"In this case the happiness of the suburbs would be consistent with the death of God"


"But at least one of the things that Nietzsche could have meant is that the social role that the Judeo-Christian God plays in our culture is radically different from the one he has traditionally played in prior epochs of the West."

You don't say!  A piece so inane that it ends up calling out full-throated for and confirming a virulent nihilism, however accidentally, via its willingness to get dumb.  A neo-pastoralist, diversity-of-opinion anti-intellectualism masquerading as the task of philosophy. 

That, and the reduction of Melville to an author of Let the White Whale Go, Ahab! Forgiving the Death of the Big Other and Enjoying the Simpler Things.
("The meaning that one finds in a life dedicated to “the wife, the heart, the bed, the table, the saddle, the fire-side, the country,” these are genuine meanings.  They are, in other words, completely sufficient to hold off the threat of nihilism, the threat that life will dissolve into a sequence of meaningless events.")

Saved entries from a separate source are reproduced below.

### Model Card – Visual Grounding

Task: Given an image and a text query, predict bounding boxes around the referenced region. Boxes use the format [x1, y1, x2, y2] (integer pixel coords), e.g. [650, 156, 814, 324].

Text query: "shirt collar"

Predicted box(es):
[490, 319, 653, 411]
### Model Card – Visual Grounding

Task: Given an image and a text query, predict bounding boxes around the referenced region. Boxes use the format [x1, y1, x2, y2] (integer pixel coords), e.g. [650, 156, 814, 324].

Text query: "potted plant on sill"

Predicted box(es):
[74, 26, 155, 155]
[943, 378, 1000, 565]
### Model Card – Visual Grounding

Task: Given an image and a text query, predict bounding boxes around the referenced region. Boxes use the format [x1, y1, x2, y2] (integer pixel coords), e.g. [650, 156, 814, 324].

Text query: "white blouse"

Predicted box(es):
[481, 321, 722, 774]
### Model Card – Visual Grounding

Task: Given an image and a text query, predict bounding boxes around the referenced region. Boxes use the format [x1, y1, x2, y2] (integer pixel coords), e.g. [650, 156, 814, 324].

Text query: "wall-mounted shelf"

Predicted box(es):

This sort of thought - not difficult nihilism, not the arcana of ontology - is why philosophy calls out to be loathed.  Because at its worst, it points, with the middle finger of the hand that bears political economy's index finger, to its own dimly aware reflection and finds that it has been too hard on itself.

And for the record, the prospect of a "highly culture, poetical nation" working to lure back the old gods over which "the great Sperm Whale shall lord" constitutes one of the more nihilistic conception of a national culture industry I have ever read.  Now, we're getting somewhere, eh Ishmael?